Advice I would give to moms going through this:
- Listen to your gut – My pediatrician told me that it was probably just dairy but I knew that it wasn’t. It was tough, but I figured out what the issue was pretty quickly in both cases. And I am telling you, the only way I figured out it was corn with Alex was a little voice inside of me that said it when I read the word. I don’t know how to explain it, but it was a general feeling of knowing that I had to trust in spite of people thinking I was crazy.
- Read this post on tips for going dairy free – Dairy is in a lot of things and is hidden under other words like Whey. I think each kid’s level of intolerance is different, but both of mine were bad so I had to be very careful, even when going out to eat.
- Eating dairy free is hard. And for me, it was easiest to go to places that were more expensive. Expensive grocery stores and expensive restaurants were a lot more willing to work with me on the no dairy diet. I spent most of my time at Whole Foods and restaurants like Rick Erwin’s because it was much easier to ask for no dairy. I am grateful to have had the means to do that. The challenge is that if your child has a dairy issue and you decide to do formula, the allergen friendly formula is pretty expensive too. The key is learning how to cook, prepare meals, and always have your own snacks.

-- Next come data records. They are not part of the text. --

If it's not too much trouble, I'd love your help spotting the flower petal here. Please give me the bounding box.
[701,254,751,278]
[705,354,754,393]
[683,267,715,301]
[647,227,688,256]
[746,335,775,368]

- It’s a choice. You do not have to choose to do this. If it’s too hard for you, formula is just as good. If you do decide to continue breastfeeding, it may feel really hard, but you always have a choice.
- They grow out of it. Ellie was able to eat a full range of things around 13 months. Alex is slowly working there, but at almost 3 years old, he can finally eat most things. I still don’t give him full on dairy, like cheese or milk, but will give him things that are cooked with it. Hang in there, it’s a short period of time, and it will be over before you know it!
In case you never read the actual paragraphs, I want to break down the information into key points.
- Symptoms of an intolerance include bumps on the skin, mucous in the stools, stools that are orange-yellow or green, visible discomfort, and fussiness, not wanting to lay down on baby’s back
- Watch out for dairy and soy. Pay attention to hidden words like casein or whey. Also, goat milk is typically an issue as well. For Alex, it upset his stomach even more than the dairy.
- Sometimes, it could be an oversupply issues instead of a food interolance
- You have a choice if it’s too hard to eliminate from you diet. Take care of you first.